Monday, June 07, 2010

Mid-Day happy links

Mother Jones: "The rig's on fire! I told you this was gonna happen!"

Timshel: Marsh Oil Cleanup Policy: Don't do anything

Hey I had a pretty good time at the Oyster Festival this weekend but um... maybe it's time to stop trusting the seafood.
William Mahan bends over a bowl of raw shrimp and inhales deeply, using his left hand to wave the scent up toward his nose. Deep breath. Exhale. Repeat. He clears his palate with a bowl of freshly cut watermelon before moving on to raw oysters. Deep breath. Exhale. Repeat.

He's one of about 40 inspectors trained recently at a federal fisheries lab in Pascagoula, Miss., to sniff out seafood tainted by oil in the Gulf of Mexico and make sure the product reaching consumers is safe to eat.

But with thousands of fishermen bringing in catch at countless docks across the four-state region, the task of inspectors, both sniffers and others, is daunting. It's certainly not fail-safe.

The first line of defense began with closing a third of federal waters to fishing and hundreds more square-miles of state waters. Now comes the nose.

Mahan is an agricultural extension director with the University of Florida based in Apalachicola, where some of the world's most famous oysters are culled.

"We're being trained to detect different levels of taint, which in this case is oil," Mahan said last week. "We started out sniffing different samples of oil to sort of train our noses and minds to recognize it."

So what does an oily fish smell like?

"Well, it has an oil odor to it," Mahan said. "Everyone has a nose they bring to it ... Everybody's nose works differently. For me, the oysters are a little more challenging."


The quality assurance method of choice is a newly trained staff of taint-sniffers, each of whose nose "works differently" and for whom the "oysters are challenging". Color me discouraged.
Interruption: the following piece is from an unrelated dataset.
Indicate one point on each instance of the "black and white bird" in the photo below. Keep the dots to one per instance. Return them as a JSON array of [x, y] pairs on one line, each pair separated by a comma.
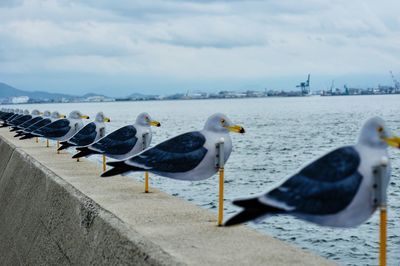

On May 1st, I made the following simple suggestion.
No one has even considered the possibility that Lombardi trophies act as magical oilsbane talismans.
Tomorrow, a group of Saints players and coaches will go down to Plaquemines to test this theory. Talk about your shitty response time.

Update:
Oyster refers to this presumed act of waving the Lombardi trophy at the offending oil as "the crunk shot" which is just about the funniest thing I've heard all day.